例えばアメリカのObama大統領。日本語では「オバマ」だ。一番現音に近いカタカナを組み合わせて、書くのが日本流の外国語の固有名詞の表記方法だ。

さて、中国語ではどうするかと言うと、原音に似ている漢字を組合わせて書く。問題は、中国語には同音異義語がたくさんあるので、どの漢字を選ぶかだ。漢字の意味も考慮しながら、音が少々離れていても表記を決めていくこともある。

さて、中国での表記は「(ao)(ba)(ma)」が市民権を取ったように思える。
中国政府もこの表記をサポートしている。

しかしながら、当初アメリカは台湾や香港で使われていた表記である「(ou)(ba)(ma)」を使いたかったようだ。こちらのほうが私は原音にはより近いと思う。

本人(正確にはアメリカ大使館)がそれを使いたいというのだから、そうしてあげればよさそうな気もするが、既に市民権をとっている「奥巴馬」を中国政府は変更する気は一切ないようだ。(欧州の欧の字をアメリカの大統領に使うのが好ましくないのもわからないでもない。オバサンのことを欧巴桑と書くからイメージもよくなさそう)
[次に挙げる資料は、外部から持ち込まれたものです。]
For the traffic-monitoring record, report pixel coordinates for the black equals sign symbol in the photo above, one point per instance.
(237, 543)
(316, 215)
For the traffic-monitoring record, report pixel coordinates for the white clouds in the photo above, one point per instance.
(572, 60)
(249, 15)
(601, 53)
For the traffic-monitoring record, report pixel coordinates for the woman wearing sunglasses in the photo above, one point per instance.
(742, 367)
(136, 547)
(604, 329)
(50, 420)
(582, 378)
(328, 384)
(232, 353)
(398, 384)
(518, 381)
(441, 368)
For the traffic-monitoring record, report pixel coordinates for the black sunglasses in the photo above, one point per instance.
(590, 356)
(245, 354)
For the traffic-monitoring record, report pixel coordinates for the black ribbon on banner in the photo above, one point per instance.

ところで、中国政府が「奥巴馬」と表記するからと言って、それに中国人が皆おとなしく従うわけでもない。ブロガーなどは「毛巴馬」、「奥巴毛」と毛沢東の毛の字を使って表現したりもしているそうだ。
http://www.afpbb.com/article/life-culture/life/2664510/4921526

アメリカの大統領の名前をして、所有者側の主張は通らないし、中国政府が決めたからって、中国国民が皆その通り表記をしてくれるわけでもないのだ。

これは企業の広報担当にとってはかなり頭の痛い問題だ。
だから、アメリカの大統領の名前よりもっと影響力の低い固有名詞(会社名、ブランド名、製品名、社長の名前など)の表記を中国でコントロールしようとあまり思い詰めすぎないほうが、心安らかになれると思う。

ちょっとふてくされて言うと、漢字圏に住んでいない人々が羨ましい。
大多数のアメリカ人は、オバマ大統領が「奥巴馬」と表記されようが「欧巴馬」と表記されようが気にしていないであろう。

でも、漢字の意味がわかる日本人にとっては、自分の思い入れのある固有名詞にどの漢字表記が中国で市民権をとってしまうのかは、かなり気になるところである。(続く)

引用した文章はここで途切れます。